CESET CERRAHIN ELLERİNDE
İktidarın, bilginin ve özellikle tıp biliminin kaynaştığını göstermesi açısından o dönemdeki uygulamalar ilginçtir. Cellatlar aynı zamanda tıp pratiği olan ve otopsi yapan insanlardı. Anatomi amacıyla yapılan teşrihlerde kullanılan kadavralar da bu infazlardan sağlanıyordu. İşkence gösterisi sırasında bedeni aşağılanan suçluyu ikinci bir cezalandırma bekliyordu ne yazık ki: bedenin anatomi masasında parçalara ayrılması. En çok da suçluları tedirgin eden şey, öldükten sonra bedenlerinin parçalara ayrılmasıydı; kurbanın ailesi ve arkadaşları bu uygulamaya karşı çıkarlar, cesedi cerrahın ellerine teslim etmek istemezlerdi. O zamanlar anatomik teşrihler bireyler üzerinde bir caydırma işlevi de görüyordu gerçekten; öldükten sonra cesedin parçalara ayrılması, kutsallığını yitirip bir nesneye dönüşmesi, infaz edilen kişinin insanlıktan çıkarılıp şeytanlaştırılmasının nihai safhası olarak görülüyordu.

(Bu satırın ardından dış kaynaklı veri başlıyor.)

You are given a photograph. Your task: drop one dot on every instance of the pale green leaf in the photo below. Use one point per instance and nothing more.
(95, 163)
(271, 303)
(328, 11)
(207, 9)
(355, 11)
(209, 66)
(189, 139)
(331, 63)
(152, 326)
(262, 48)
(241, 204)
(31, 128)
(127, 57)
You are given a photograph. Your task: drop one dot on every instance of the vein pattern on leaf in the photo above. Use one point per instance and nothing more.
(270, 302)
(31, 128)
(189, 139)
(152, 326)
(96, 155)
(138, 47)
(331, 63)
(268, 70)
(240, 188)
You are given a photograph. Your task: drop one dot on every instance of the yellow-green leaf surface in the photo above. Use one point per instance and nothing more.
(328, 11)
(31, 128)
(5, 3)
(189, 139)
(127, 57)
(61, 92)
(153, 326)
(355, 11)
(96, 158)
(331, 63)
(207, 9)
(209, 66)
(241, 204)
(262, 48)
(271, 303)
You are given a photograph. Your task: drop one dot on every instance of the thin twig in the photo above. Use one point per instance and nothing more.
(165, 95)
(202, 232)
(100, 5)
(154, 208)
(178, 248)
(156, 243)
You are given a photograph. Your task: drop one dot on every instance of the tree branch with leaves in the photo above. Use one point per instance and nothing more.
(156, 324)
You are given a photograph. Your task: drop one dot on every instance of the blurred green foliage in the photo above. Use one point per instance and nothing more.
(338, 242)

Öldürme hükmünü veren iktidar, bu hükmü yerine getiren cellât ve cesedi neşteriyle parçalayan cerrah, cezalandırıcı sistemin ayrılmaz parçalarını oluşturuyor. William Hogarth’ın (1697-1764) ‘Zalimliğin Bedeli’ adlı gravürü, tek bir kişi halinde birleştirilen hükümdar ve cerrahı, iktidar simgesi olan bir tahtta otururken tasvir ediyordu; anatomi masasındaki cesede uygulanan teşrihin cezalandırıcı özellik taşıdığı apaçık şekilde gösteriliyor bu gravürde. Teşrih, halka açık ikinci bir işkence gösterisine dönüşüyor. Bu gösterilerde bilim ve şehvet iç içe geçiyordu, bedenin örtülü kısımlarının açılması bir tür erotik haz da yaşatıyordu insanlara.

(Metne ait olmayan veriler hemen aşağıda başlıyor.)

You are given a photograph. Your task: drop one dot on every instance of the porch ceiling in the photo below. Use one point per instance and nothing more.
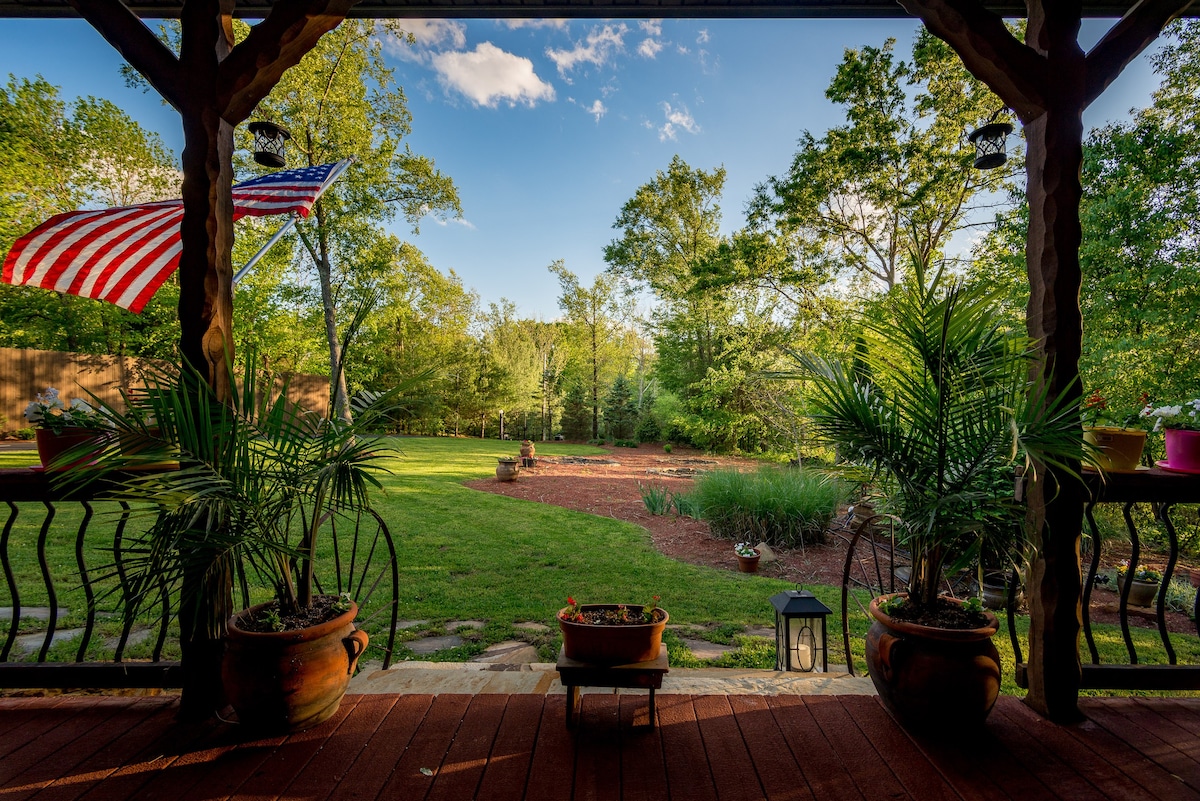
(567, 8)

Anatomik amaçlarla parçalanan bedenin aynı zamanda cezalandırılan bir beden olduğunu anlıyoruz. Bunu ilk anatomi bilginlerinden olan Andreas Vesalius’un (1514-1564) ‘De humani corporis fabrica’ (insan bedeninin işleyişi üzerine) başlıklı anatomi kitabında yer alan illüstrasyonlarda da görmek mümkün. İskeletler ve derisi yüzülmüş kadavralar anlatısal bir çerçeve içinde sunuluyor bu kitapta. Darağacından henüz indirilmiş, boynunda hala ip taşıyan kadavranın anatomik çizimi doğrudan doğruya politik göndermeler taşıyor. Anatomi bilimi ve tıbbın politika, devlet iktidarı ve işkenceyle olan bağlantısını görselleştiriyor.

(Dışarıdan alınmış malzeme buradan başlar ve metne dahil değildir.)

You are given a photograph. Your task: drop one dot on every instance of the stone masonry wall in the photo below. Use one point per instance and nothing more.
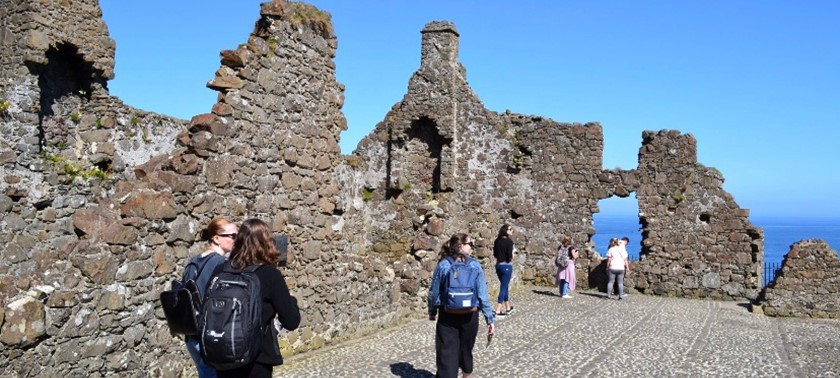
(102, 203)
(697, 242)
(94, 229)
(807, 285)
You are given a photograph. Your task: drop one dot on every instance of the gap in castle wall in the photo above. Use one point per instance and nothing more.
(618, 218)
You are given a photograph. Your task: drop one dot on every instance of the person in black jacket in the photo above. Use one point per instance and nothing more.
(219, 236)
(503, 251)
(254, 245)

Tıbbın, hem bedeni ve nüfusu, hem de organizmayı ve biyolojik süreçleri konu alan ve böylece disipline edici ve düzene sokucu unsurlara sahip bir bilme-iktidarı olduğunu söylüyordu Michel Foucault. Günümüzde artık tamamen biyo-politikleşen iktidar, bedenler ve bir tür olarak insan nüfusu üzerinde kapsamlı bir denetim kuruyor. Tıpkı ortaçağlarda halka açık, işkenceyi andıran anatomi gösterilerinde olduğu gibi, günümüzde de televizyondaki sağlık programları aracılığıyla kendini büyük bir gösteriye dönüştürüyor, bu gösteriler sayesinde durmadan iktidarını pekiştirip yaygınlaştırıyor.

MIŞ GİBİ YAPAN KADAVRALAR
Biyo-politik iktidarın büyük şovlarından biri olan Gunther von Hagens’in ‘Body Worlds’ sergisi sonunda İstanbul’a geldi. Kadavra heykeller 17 Aralık 2010’a kadar Karaköy Antrepo 3’de sergilenecek. İnsan bedeni ve tüm yaşam döngüsü üzerinde kurulan biyo-iktidarı görselleştiren örneklerle dolu sergi. Andreas Versalius ve Govard Bidloo (1649-1713) geleneğini izleyen Huygens, plastinasyon yöntemiyle sonsuza dek dondurduğu kadavraları anlatısal bir çerçeveye yerleştirerek (satranç oynayan, ata binen, jimnastik yapan kadavralar), biyo-iktidarın sadece yaşam değil, ölüm üzerindeki nihai zaferini ilan ediyor. Sergi duvarlarında yer alan sağlıklı yaşam ideolojisi posterleriyle, hayatın bütünü üzerinde kurduğu disipline edici, düzene sokucu iktidarını neşrediyor. Lakin bu serginin önemli bir yararının olduğunu düşünüyorum: düşünmeyen ama düşünür gibi yapan, eylemeyen ama eyler gibi yapan kadavralar dünyasında yaşadığımızı hatırlatıyor bize.